Towards anticipatory research

COVID-19 has been a stress test for the interactions between science, media, and politics both nationally and globally, and it has revealed complex and potentially harmful dynamics in the links between these spheres. The pandemic response further highlights the need not just for anticipatory governance, but for transdisciplinary, anticipatory research ahead of an actual emergency.

For the case of stratospheric aerosol injection in a climate change emergency, we need research that is reflexive about how its implementation may be attempted by real-world (instead of imagined) policymakers in sub-optimal situations, for example, as a performative measure or as a shifting stopgap. Some of the open questions and governance challenges identified here cannot be addressed by scientists alone. Others, however, are well within the influence of individual research groups and institutions.

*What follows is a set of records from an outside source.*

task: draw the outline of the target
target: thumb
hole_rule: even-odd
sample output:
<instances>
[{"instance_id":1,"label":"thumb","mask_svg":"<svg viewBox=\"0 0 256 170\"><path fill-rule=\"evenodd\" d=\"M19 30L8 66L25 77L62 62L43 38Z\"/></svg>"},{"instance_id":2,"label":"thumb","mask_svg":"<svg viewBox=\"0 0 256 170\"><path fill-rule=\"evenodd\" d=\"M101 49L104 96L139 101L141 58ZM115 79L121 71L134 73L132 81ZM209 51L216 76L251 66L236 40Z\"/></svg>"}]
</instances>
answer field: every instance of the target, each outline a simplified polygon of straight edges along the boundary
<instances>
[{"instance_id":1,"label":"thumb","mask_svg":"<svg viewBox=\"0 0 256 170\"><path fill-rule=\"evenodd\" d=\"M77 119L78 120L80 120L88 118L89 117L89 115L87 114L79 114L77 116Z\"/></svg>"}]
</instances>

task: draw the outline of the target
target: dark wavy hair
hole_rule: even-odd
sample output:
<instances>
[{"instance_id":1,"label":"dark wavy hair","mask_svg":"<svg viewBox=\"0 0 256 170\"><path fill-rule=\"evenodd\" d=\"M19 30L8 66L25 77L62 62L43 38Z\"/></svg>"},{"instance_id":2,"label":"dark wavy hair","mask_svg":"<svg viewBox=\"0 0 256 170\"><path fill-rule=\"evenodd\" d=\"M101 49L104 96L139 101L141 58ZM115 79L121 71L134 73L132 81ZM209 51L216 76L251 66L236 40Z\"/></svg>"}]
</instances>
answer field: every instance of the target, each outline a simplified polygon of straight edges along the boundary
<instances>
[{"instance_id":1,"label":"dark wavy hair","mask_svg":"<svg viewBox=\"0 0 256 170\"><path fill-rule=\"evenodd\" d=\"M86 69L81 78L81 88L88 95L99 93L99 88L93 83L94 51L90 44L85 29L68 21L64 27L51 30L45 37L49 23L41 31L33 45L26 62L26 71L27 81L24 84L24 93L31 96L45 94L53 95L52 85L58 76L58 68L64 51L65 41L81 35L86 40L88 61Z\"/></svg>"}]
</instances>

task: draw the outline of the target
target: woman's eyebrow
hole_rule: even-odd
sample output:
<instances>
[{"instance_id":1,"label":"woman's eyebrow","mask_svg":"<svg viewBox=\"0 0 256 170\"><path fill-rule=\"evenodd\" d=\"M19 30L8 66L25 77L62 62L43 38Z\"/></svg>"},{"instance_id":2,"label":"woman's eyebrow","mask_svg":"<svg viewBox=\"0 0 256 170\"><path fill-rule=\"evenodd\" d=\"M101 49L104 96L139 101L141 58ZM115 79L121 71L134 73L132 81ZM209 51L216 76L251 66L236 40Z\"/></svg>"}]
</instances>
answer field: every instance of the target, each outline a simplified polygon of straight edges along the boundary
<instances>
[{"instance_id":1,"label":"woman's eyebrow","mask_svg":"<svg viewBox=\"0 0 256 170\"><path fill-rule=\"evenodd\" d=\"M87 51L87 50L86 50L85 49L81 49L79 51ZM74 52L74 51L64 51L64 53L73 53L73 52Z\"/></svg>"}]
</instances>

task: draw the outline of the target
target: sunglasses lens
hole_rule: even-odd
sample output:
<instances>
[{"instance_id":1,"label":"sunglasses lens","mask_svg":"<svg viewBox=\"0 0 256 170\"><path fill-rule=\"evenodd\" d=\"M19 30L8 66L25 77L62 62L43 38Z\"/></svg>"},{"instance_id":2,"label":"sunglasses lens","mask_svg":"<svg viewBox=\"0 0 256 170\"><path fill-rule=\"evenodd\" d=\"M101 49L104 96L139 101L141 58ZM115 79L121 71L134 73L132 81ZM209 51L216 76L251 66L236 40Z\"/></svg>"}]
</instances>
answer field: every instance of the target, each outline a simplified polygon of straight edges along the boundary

We need a very broad range of expertises, including psychologists, sociologists, economists, development practitioners, International Relations experts, and others working together to produce this reflexive research.

It would be desirable to have a pre-developed policy tool that helps foresee complex socio-economic consequences, can be employed by a transdisciplinary network and is legible to diverse publics. Such a process cannot be summoned at will during a crisis. Given the centrality of scenario analysis in the climate discourse, international, transdisciplinary scenario research (combining climate science, impact assessment, and integrated assessment) would be highly desirable14. It is important to have a diversity of thought within—not only between—disciplines, to avoid groupthink and bandwagoning. Researchers can inoculate against this risk by using what’s been called a “red team/blue team” approach, where some research groups work on best-case use scenarios while other teams systematically look for failure modes, as David Keith and others have discussed15.

Despite what COVID-19 has revealed about the dysfunction of the science–media-policy ecosystem, it also contains a hopeful lesson: people are willing to take radical action to save the lives of the vulnerable. Around the world, there has been wide compliance with social distancing during the first months of the pandemic even though many groups bear little risk from the virus themselves. The experience with COVID-19 suggests that the possibility of an altruistically motivated climate intervention should not be discounted.